Conduct your pilot with observers who were not involved in the instrument development process—those 
with only basic qualifications and training on your instrument—and with the following aims: 


@ Determine if observers can use the instrument independently with adequate accuracy and reliability. If 
these observers have difficulty using the instrument, carefully examine whether the criteria at each score 
level are clear, objective, and distinct from the criteria at other score levels. 


@ Be cognizant that relatively high-inference dimensions of teaching practice (e.g., student cognitive 
engagement) may result in less reliable scoring. You may need to develop specific observer training or 
augment standard training that is part of an existing instrument to address the challenges of scoring 
high-inference dimensions. For example, during training you might instruct observers to compare their 
evidence to an expert’s evidence in the high-inference domains. This exercise may show observers exactly 
what to look for when it comes to collecting evidence for certain dimensions. In addition, you may need 
to provide observers with more scoring practice and feedback for these dimensions. 


™ Consider interviewing observers after the pilot to determine whether other aspects of the observation 
process (e.g., scoring multiple dimensions at the same time) interfered with the quality of their judgments. 
Their feedback will be invaluable as you further develop observer training. 


OBSERVER CERTIFICATION 


Observer certification provides the next level of quality control for the observation data you collect with your 
teacher observation system. It screens observers who have not mastered the ability to apply the scoring rubrics 
accurately and consistently from those who have done so. Observer certification allows districts to make 
the following claim: “Observers using the [instrument name] have successfully demonstrated the requisite 
competency to provide accurate and consistent scores.” This section discusses key principles involved in the 
development of an observer certification test to support that claim. 


Observer Certification Test 


If you have adopted a publicly available observation instrument, it is likely that an observer certification test 
for that instrument is also available. However, if using the publicly available observer certification test is cost 
prohibitive or if it does not measure the full range of observer competencies you deem are important, you must 
consider developing your own certification test. If you are developing your own observation instrument, you 
must develop a certification test to assess how well observers are calibrated to the instrument. The following is 
a high-level description of the aspects of certification test development that you should consider. 

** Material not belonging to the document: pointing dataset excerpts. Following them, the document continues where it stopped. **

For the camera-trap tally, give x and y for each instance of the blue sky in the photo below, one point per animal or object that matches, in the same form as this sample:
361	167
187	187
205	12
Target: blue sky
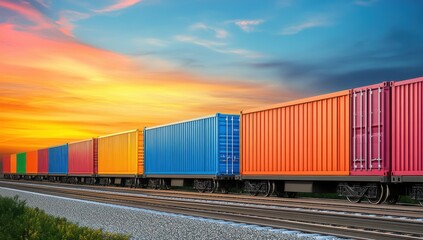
326	45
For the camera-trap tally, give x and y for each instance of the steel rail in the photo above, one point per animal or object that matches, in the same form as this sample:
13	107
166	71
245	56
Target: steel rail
344	225
315	204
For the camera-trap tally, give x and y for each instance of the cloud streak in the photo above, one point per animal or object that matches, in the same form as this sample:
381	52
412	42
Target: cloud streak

Foundations of Observation | 17 


The first step in developing a certification test, as with any mastery test, is to determine the competencies 
that are essential to the job the observer performs. This helps guide the decision about what the observer 
certification test will measure. However, the certification test should only measure what observers had the 
opportunity to learn in training. 


Generally, certification tests comprise the same kinds of performances an observer encounters in practice. 
Therefore, observer certification tests often make use of master-coded videos. Ideally, at least one video 
segment should be included on the test for each score level and dimension represented on the instrument. 
While it might be nice to include multiple benchmarks for each score level and dimension, this may not be 
feasible, given the nature of the assessment. It is not uncommon to see certification tests with one video, but 
we caution against such measures of mastery; a one “item” test will not reliably measure proficiency. (One long 
video could be used if observers were required to provide scores for each dimension at multiple points in the 
lesson, as described under the MET project example below.) 


The main objective of the certification test is to assess observers’ mastery in applying the score scale to a 
representative set of lessons. In addition to reflecting the full range of performance levels, “representativeness” 
may be informed by such factors as classroom type, grade level, teacher experience, subject matter, and teacher 
and student diversity. 


Video length depends primarily on the amount of time that is necessary to observe behaviors (a preponderance 
of evidence) in a given dimension. In addition to determining the length of the certification video, you will 
need to consider where in the lesson the clip begins and ends. You may use content-expert judgment to 
determine these points in time, or you may take an empirical approach such as the one used for the MET 
project. In the latter case, master-coded timestamps and evidence were used to identify the time spans in 


MET Project Example 


Observer Certification 


Each of the observation protocols used in the MET project had a unique certification test, illustrating the point that a 
certification test should be carefully molded to fit the particular observation protocol. The certification tests differed greatly 
from one another in terms of the number of videos that comprised them, the length of each video, and the number of 
components observers scored for each video. 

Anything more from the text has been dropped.